Viruses were pelleted through a 20% sucrose cushion at 100 000g for 3 h at 4°C. The pellets were washed once with PBS and resuspended in SDS loading buffer before separation by SDS–PAGE. The protein bands were then stained with Imperial protein stain (Thermo Scientific).

(e) Nucleotide sequence accession numbers

The gene sequences determined in this study have been submitted to GenBank (accession nos KC425460 and KC425461).

3. Results

(a) Isolation and sequence characterization of TRIM5αs from lagomorphs

To examine the influence of RELIK on TRIM5α evolution, we set out to compare the sequences and functional properties of TRIM5α from lagomorphs with and without endogenized RELIK (figure 2a).

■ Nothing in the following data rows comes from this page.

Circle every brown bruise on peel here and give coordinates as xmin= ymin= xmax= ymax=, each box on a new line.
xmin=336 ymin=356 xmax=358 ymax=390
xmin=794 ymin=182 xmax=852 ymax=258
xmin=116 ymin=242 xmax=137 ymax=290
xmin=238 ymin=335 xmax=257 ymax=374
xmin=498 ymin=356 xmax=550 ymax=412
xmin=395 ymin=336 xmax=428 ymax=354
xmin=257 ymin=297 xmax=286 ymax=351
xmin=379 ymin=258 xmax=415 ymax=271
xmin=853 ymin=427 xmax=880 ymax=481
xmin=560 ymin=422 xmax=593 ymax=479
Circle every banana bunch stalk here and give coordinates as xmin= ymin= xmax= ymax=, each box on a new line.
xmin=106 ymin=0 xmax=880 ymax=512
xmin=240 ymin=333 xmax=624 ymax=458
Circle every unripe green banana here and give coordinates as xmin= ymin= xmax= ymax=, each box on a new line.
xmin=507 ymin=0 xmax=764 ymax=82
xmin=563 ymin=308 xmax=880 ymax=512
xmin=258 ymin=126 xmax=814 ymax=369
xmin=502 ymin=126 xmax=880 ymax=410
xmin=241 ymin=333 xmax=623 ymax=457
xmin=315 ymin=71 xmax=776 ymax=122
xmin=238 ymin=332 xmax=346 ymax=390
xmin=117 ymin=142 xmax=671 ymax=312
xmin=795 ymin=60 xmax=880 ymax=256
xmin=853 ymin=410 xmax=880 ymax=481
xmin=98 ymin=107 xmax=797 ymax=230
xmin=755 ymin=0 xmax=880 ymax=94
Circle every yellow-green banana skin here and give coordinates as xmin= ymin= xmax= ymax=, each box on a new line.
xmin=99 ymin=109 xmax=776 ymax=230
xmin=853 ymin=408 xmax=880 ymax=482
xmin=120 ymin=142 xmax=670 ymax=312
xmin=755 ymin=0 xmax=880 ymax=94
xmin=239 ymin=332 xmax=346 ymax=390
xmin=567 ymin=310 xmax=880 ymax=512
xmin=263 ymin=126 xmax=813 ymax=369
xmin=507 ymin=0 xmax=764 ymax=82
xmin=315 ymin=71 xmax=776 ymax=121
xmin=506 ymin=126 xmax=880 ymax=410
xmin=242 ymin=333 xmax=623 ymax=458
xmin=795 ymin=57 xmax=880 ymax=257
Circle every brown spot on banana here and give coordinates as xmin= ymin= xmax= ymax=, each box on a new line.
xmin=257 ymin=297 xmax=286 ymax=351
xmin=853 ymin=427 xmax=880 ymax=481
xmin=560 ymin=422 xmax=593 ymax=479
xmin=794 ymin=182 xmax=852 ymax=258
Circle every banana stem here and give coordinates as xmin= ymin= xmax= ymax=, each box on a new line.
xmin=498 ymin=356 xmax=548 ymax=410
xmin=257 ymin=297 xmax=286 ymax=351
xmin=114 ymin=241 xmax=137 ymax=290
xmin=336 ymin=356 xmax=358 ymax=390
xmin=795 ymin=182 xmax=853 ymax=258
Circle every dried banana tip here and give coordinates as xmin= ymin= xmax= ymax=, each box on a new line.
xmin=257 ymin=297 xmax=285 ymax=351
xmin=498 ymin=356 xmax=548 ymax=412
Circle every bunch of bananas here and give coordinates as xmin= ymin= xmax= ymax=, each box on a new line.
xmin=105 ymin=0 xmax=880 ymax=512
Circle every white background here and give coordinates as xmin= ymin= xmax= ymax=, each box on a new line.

We prepared functional TRIM5α constructs from European and cottontail rabbit that contain RELIK, and from pika which does not [6,8,34]. The TRIM5α of the European and cottontail rabbits was amplified and cloned by RT-PCR from the SIRC and Sf1ep cell lines, respectively. Two different versions of TRIM5α were cloned from cottontail rabbit, presumably corresponding to two different alleles of TRIM5. A source of pika mRNA was not available to us, so the pika construct was prepared by amplifying exon8, containing the primary specificity determinants for retroviral restriction by TRIM5α [31], from pika genomic DNA and fusing it to the RBCC domain of the European rabbit TRIM5α cDNA.

Figure 2.

Evolution of TRIM5α in lagomorphs. (a) Evolutionary tree of species studied. The time of RELIK acquisition is indicated with an arrow. (b) Alignment of the predicted amino acid sequences of TRIM5αs from the European rabbit, cottontail rabbit, hare and pika. The protein sequences were aligned using the ClustalW method in the MegAlign program from DNAstar. Residues identical to the European rabbit sequence are represented by dots, whereas gaps are indicated by dashes. The variable regions V1, V2, V3 and V4 are underlined and annotated.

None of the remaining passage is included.